How many people are affected by Kleefstra syndrome?
I have spent several months trying to find out the actual number of people who have this rare syndrome affecting my daughter, and the answer is that it is not known.
According to Orphanet, the European portal on rare diseases and orphan drugs, there are 114 cases described, although these data are from 2012. In GENIDA, an international participatory database that collects relevant medical information on genetic forms of ID/ADS*, are 189 registered cases of KS. In the KS family support groups on Facebook it is estimated that there are over 500 affected. However, all this data is far from estimates based on other rare genetic syndromes that are related to intellectual deficit. This estimation suggest that more than 1 million people may have KS (FIND).
So how many individuals are actually affected? What would it take to calculate this? In my opinion it is necessary, on the one hand, to optimize the accurate and rapid diagnosis to identify all those people with KS who have not yet been diagnosed. We assume that there are many undiagnosed cases (Kleefstra et.al, GeneReview 2020). In the child population, many families have to wait several years and go through many tests before obtaining an accurate diagnosis. In the adult population there are probably many affected people who have an incorrect or unresolved diagnosis. In the past, the cause of the condition was not found (it should not be forgotten that the gene that causes KS was discovered in 2006) and over time the situation might have been accepted and the search for the origin that causes it has not continued in some families.
But only the diagnosis of all those affected is not enough to know the number of cases with KS. In addition, agreement is needed between professionals and families on which register(s) to use to facilitate the centralisation of data. Therefore, as there is currently no agreed register, the actual number of diagnosed cases is not known either. The problem is that there is a wide range of registers available – regionals, nationals, Europeans and internationals – and these operate independently, i.e. there is no exchange of data between them (unless they have an agreement and there is patient consent). To decide on one or the other record(s), our criteria of choice was based on whether the data contributed to
- clarifying the global prevalence**,
- increasing knowledge about KS like the natural history, progression, genotype-phenotype correlation or effective treatments for comorbidities and
- developing a specific treatment (so far only symptomatic).

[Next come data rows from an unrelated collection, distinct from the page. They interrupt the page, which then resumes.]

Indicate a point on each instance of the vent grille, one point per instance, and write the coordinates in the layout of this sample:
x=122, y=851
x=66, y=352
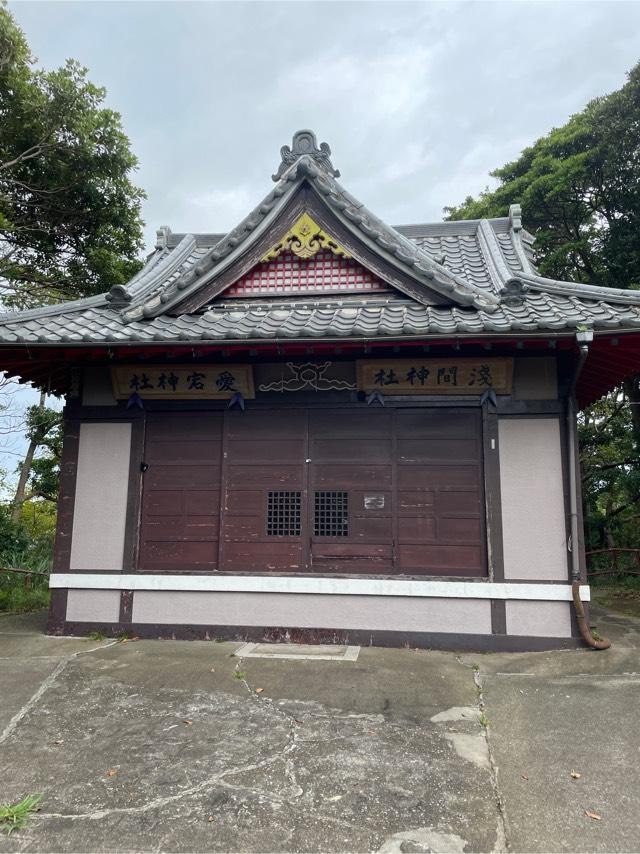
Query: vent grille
x=331, y=514
x=283, y=514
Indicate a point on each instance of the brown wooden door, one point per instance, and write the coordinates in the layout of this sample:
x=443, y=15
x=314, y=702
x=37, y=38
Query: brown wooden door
x=370, y=491
x=351, y=486
x=181, y=492
x=264, y=526
x=440, y=495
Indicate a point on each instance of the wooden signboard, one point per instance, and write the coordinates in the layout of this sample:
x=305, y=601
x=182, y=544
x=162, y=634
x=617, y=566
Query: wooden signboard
x=179, y=382
x=435, y=376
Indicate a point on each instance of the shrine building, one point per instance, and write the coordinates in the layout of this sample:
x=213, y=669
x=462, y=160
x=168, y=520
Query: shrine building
x=319, y=427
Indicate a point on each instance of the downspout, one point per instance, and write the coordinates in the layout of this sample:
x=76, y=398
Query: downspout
x=583, y=340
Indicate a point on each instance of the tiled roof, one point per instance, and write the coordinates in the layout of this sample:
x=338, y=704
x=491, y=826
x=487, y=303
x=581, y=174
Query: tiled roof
x=482, y=269
x=305, y=318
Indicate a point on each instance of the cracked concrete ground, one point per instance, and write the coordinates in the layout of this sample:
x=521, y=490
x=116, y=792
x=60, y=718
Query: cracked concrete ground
x=168, y=746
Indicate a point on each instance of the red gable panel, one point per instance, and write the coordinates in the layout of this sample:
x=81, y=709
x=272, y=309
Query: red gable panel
x=288, y=274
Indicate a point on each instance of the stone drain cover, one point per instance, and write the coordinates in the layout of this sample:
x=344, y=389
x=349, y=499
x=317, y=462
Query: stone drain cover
x=299, y=651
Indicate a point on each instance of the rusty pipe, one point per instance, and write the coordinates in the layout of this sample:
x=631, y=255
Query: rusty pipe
x=583, y=339
x=583, y=623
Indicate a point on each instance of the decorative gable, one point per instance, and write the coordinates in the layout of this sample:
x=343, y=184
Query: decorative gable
x=305, y=238
x=290, y=274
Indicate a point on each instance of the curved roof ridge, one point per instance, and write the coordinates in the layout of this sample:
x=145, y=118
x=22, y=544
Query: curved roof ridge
x=396, y=247
x=169, y=263
x=494, y=259
x=515, y=229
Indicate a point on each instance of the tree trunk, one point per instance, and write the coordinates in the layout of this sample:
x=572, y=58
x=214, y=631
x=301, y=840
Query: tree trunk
x=25, y=471
x=631, y=388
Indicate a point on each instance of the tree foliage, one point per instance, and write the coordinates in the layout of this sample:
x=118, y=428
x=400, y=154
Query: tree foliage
x=69, y=213
x=579, y=187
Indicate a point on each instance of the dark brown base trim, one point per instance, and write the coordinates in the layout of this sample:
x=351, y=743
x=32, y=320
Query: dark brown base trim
x=422, y=640
x=56, y=623
x=126, y=606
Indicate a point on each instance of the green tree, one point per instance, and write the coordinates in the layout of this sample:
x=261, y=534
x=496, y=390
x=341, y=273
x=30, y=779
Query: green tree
x=579, y=187
x=70, y=221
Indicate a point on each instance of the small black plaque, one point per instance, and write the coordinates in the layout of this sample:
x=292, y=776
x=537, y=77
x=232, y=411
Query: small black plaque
x=374, y=502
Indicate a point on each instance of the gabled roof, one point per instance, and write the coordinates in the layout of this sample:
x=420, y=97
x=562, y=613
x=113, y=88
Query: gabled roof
x=474, y=277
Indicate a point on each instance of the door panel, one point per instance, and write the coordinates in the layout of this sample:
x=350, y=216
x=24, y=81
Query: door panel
x=263, y=527
x=180, y=515
x=351, y=455
x=441, y=527
x=370, y=491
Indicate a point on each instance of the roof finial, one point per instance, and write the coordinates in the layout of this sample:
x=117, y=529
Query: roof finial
x=304, y=142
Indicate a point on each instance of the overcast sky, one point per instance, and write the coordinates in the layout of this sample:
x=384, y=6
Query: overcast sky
x=418, y=101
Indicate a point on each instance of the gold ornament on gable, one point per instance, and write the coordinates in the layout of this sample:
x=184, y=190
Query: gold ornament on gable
x=305, y=239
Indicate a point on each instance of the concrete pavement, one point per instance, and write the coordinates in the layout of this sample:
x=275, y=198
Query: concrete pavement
x=170, y=746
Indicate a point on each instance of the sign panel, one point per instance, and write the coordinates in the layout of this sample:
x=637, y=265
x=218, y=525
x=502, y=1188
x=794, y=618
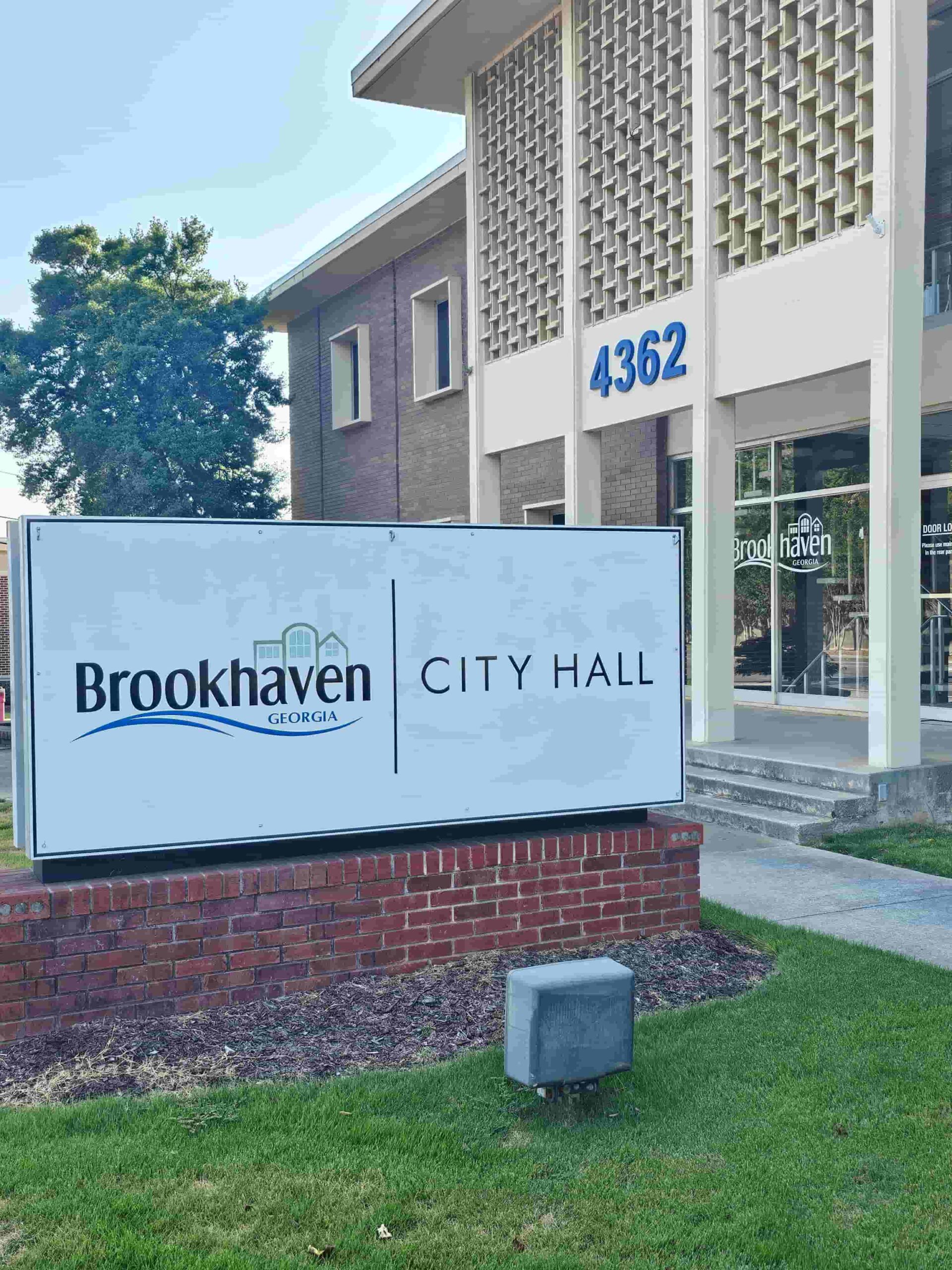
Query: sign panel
x=216, y=683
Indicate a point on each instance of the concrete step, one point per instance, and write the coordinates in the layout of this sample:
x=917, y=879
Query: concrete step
x=785, y=770
x=771, y=821
x=787, y=797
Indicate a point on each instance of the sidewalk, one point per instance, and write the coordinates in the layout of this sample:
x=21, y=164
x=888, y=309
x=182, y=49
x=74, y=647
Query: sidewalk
x=892, y=908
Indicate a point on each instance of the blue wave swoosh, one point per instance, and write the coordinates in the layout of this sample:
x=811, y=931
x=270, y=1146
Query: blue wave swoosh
x=182, y=719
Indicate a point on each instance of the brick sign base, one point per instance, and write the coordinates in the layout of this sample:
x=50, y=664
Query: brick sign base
x=148, y=945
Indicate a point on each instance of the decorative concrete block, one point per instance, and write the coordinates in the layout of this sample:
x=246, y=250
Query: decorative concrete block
x=569, y=1021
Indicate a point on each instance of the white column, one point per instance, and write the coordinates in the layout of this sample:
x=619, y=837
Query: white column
x=485, y=496
x=895, y=382
x=714, y=441
x=583, y=450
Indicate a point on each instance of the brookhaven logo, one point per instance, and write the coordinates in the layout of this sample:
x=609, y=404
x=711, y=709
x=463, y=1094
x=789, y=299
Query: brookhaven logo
x=295, y=668
x=803, y=548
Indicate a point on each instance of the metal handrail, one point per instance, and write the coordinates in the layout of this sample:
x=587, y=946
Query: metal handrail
x=933, y=287
x=803, y=675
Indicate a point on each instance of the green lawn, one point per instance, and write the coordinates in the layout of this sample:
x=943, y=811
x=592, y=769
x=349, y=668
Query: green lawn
x=927, y=847
x=808, y=1124
x=9, y=856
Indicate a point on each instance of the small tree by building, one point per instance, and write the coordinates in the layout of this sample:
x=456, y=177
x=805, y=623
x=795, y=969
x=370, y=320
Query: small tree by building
x=140, y=389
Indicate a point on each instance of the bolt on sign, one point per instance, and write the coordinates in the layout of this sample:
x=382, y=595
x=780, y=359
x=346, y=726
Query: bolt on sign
x=184, y=684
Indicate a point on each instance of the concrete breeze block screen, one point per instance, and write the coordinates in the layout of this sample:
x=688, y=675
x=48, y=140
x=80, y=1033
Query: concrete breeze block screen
x=569, y=1021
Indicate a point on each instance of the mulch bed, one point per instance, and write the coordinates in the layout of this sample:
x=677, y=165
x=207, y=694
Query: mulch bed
x=359, y=1024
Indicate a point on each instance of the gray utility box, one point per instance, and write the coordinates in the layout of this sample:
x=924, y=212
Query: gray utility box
x=568, y=1021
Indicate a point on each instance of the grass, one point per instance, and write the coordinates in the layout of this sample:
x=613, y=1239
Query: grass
x=806, y=1124
x=9, y=856
x=927, y=847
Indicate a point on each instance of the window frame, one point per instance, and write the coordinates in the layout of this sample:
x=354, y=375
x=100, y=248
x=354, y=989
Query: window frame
x=342, y=377
x=425, y=333
x=542, y=513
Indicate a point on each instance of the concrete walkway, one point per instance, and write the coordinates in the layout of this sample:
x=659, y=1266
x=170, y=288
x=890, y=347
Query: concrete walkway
x=890, y=908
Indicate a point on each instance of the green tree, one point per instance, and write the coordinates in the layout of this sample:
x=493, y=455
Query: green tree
x=140, y=389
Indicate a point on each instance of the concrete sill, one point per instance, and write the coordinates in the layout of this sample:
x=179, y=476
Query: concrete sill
x=437, y=394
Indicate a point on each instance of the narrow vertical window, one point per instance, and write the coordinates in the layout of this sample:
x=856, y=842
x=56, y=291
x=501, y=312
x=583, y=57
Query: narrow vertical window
x=437, y=338
x=355, y=381
x=351, y=377
x=443, y=345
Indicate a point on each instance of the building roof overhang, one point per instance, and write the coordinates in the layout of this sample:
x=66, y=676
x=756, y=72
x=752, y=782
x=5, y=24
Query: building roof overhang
x=414, y=216
x=427, y=56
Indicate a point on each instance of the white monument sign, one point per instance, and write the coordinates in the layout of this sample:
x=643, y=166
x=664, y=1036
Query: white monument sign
x=194, y=684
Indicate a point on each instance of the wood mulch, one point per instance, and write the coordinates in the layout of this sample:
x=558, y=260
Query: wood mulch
x=355, y=1025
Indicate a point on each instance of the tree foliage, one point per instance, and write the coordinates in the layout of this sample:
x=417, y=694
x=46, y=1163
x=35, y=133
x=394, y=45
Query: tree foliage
x=140, y=388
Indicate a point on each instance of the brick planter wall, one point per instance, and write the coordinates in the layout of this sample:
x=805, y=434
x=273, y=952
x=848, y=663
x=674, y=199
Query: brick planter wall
x=178, y=943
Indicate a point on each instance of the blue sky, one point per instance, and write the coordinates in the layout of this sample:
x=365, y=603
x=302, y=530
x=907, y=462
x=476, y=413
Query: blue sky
x=239, y=114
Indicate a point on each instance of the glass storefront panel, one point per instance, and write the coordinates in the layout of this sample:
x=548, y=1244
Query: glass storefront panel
x=937, y=444
x=936, y=581
x=753, y=643
x=681, y=472
x=823, y=568
x=685, y=521
x=827, y=461
x=754, y=470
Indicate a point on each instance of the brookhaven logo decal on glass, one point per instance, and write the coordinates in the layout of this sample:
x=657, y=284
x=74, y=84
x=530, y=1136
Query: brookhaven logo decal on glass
x=803, y=548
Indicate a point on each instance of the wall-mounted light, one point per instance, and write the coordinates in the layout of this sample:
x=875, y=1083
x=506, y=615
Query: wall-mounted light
x=876, y=225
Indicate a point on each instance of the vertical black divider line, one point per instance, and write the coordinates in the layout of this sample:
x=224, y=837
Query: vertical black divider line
x=393, y=618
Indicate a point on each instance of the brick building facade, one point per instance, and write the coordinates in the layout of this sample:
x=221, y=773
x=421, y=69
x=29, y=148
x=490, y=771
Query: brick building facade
x=411, y=461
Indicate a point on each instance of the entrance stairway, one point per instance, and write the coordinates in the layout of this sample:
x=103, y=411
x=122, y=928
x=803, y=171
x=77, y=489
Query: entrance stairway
x=778, y=798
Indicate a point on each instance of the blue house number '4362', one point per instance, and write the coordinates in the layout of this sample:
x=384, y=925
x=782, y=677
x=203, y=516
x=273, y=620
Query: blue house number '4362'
x=643, y=362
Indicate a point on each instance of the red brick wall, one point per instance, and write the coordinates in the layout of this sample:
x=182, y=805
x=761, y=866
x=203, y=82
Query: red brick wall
x=175, y=944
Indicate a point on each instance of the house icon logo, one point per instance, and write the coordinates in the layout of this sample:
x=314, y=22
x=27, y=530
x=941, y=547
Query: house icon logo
x=806, y=547
x=301, y=645
x=806, y=526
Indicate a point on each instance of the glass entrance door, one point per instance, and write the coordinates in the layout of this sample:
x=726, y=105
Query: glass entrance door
x=823, y=570
x=753, y=625
x=936, y=586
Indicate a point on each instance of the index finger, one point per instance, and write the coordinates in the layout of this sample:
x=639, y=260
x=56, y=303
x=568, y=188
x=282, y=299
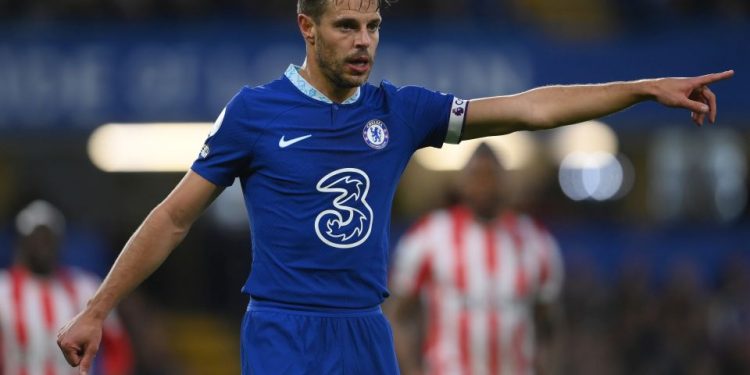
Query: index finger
x=714, y=77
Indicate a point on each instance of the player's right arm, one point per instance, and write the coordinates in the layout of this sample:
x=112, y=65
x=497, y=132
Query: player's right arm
x=162, y=230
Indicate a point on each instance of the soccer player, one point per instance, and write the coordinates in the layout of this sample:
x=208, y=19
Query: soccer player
x=484, y=273
x=318, y=153
x=37, y=296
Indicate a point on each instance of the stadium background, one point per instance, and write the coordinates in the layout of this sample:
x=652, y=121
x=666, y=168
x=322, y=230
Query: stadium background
x=656, y=271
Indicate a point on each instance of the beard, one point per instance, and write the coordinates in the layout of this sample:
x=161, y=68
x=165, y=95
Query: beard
x=334, y=68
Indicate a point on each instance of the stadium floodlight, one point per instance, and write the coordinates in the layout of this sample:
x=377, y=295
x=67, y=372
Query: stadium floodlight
x=147, y=147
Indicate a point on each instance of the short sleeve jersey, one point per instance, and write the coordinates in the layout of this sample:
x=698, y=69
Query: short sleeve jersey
x=319, y=179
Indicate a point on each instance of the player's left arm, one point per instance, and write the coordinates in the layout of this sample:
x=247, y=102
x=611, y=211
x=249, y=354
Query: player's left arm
x=552, y=106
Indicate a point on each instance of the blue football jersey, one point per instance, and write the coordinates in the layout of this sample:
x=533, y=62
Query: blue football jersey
x=319, y=180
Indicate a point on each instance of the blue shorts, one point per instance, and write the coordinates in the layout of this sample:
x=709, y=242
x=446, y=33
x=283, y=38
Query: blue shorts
x=280, y=340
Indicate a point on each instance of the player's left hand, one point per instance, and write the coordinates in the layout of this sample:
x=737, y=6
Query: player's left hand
x=691, y=93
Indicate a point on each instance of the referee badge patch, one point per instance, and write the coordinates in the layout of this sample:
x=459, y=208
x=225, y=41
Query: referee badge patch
x=375, y=134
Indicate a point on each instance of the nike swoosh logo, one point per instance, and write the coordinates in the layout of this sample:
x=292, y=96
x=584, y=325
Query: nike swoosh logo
x=283, y=143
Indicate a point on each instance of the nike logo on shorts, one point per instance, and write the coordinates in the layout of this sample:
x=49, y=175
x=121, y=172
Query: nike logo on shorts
x=284, y=143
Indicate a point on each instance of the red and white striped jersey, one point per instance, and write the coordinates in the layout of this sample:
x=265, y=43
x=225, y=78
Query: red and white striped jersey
x=33, y=309
x=478, y=284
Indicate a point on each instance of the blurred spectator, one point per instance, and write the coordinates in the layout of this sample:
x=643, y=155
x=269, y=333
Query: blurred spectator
x=489, y=278
x=37, y=296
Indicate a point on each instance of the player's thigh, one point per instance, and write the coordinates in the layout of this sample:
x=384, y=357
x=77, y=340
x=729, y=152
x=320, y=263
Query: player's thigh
x=369, y=348
x=279, y=343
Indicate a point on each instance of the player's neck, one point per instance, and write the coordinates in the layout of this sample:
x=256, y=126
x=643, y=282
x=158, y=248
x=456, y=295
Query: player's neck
x=312, y=74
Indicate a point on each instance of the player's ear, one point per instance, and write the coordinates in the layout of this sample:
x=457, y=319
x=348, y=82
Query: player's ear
x=306, y=27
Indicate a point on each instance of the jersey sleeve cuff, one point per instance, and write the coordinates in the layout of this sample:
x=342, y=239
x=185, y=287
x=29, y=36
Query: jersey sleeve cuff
x=456, y=121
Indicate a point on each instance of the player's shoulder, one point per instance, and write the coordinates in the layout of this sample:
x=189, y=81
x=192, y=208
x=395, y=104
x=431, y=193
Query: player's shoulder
x=254, y=104
x=271, y=90
x=389, y=89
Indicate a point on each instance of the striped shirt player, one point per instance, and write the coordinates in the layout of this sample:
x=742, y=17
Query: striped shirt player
x=33, y=308
x=319, y=178
x=478, y=283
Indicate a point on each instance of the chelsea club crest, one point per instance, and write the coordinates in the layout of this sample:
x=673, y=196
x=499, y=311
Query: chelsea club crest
x=375, y=134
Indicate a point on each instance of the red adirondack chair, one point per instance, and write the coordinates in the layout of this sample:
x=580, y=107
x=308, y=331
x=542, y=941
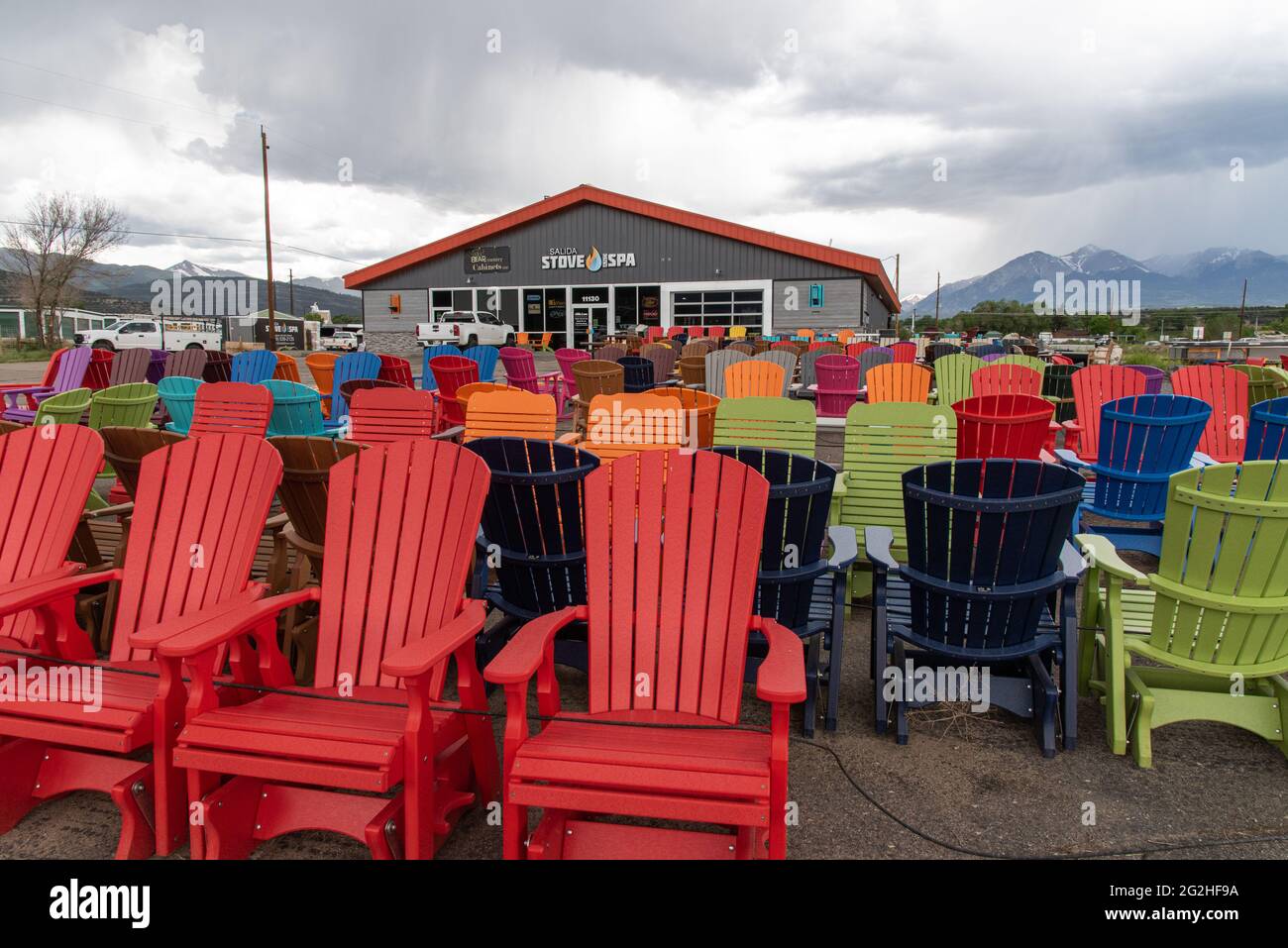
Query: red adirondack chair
x=400, y=527
x=231, y=407
x=197, y=517
x=1227, y=390
x=1093, y=386
x=669, y=614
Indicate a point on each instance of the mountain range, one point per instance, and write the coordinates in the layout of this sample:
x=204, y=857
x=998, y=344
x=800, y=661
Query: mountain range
x=1211, y=277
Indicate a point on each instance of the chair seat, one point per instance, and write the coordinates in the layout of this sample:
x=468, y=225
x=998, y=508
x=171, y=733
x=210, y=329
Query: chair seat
x=281, y=737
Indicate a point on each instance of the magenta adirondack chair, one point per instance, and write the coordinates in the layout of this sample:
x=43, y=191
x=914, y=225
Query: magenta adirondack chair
x=520, y=372
x=71, y=373
x=837, y=385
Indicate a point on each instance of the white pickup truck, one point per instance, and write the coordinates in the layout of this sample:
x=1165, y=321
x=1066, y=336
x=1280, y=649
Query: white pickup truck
x=171, y=334
x=465, y=330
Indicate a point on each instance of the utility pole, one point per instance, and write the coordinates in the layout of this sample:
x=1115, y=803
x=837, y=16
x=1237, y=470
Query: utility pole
x=268, y=245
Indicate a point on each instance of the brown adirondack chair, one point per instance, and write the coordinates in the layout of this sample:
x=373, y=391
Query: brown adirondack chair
x=669, y=616
x=200, y=509
x=400, y=526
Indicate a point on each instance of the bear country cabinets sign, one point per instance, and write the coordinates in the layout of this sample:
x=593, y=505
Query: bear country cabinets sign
x=570, y=260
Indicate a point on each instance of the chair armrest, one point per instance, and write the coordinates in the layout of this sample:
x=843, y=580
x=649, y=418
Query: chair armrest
x=1103, y=556
x=419, y=657
x=781, y=678
x=522, y=656
x=877, y=541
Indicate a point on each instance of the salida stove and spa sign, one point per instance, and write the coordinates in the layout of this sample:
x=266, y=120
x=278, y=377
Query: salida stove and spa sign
x=570, y=260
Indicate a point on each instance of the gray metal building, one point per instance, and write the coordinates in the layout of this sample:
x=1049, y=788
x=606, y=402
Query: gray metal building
x=591, y=261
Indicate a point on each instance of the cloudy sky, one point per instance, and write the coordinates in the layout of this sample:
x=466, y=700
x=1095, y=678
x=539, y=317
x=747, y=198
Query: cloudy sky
x=958, y=134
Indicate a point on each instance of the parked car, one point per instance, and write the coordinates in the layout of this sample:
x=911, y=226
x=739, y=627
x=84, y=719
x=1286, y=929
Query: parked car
x=465, y=330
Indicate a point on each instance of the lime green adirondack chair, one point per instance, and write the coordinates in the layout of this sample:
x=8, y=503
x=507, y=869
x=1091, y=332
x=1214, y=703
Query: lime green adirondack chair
x=952, y=377
x=881, y=442
x=1215, y=616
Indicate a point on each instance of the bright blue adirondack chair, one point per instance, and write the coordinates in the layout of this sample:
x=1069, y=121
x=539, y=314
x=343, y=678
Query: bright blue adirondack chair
x=69, y=375
x=1267, y=432
x=254, y=366
x=1144, y=440
x=296, y=410
x=426, y=376
x=485, y=359
x=179, y=394
x=355, y=365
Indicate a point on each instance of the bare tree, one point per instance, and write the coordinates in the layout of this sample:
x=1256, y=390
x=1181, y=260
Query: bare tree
x=60, y=235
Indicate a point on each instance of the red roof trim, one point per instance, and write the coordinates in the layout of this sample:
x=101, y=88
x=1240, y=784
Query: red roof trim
x=859, y=263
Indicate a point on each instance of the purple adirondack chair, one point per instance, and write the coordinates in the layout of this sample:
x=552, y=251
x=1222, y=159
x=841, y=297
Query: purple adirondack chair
x=837, y=385
x=71, y=373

I encourage you to register at GENIDA or UNIQUE registers/databases. If you live in the US or Canada I would also recommend the recently launched Allstripes (in partnership with iDefine). All three contribute to the purposes mentioned above, so ideally you should register at least in these three (I don’t know if there are others, if there are any, I would be interested to know them). The more people who do research in KS the better. The faster we will move forward.
Why is it important to know the number of people affected?
My interest in knowing the number of actual KS cases goes beyond mere curiosity. Perhaps in other diseases not so much, but especially in rare diseases, numbers matter and a lot. Reporting the number of actual cases is one way of giving voice to those affected and their needs. It is a way to raise awareness and to put pressure on governments and international institutions to optimize and coordinate medical care and also to make it more attractive to the pharmaceutical industry to develop a specific treatment for KS.
For all these reasons, it is worth knowing how many we are.
*ID/ADS: Intellectual Deficit (ID)/Autism Spectrum Disorder (ASD)
** Prevalence quantifies the proportion of people in a population who have a disease at a given time.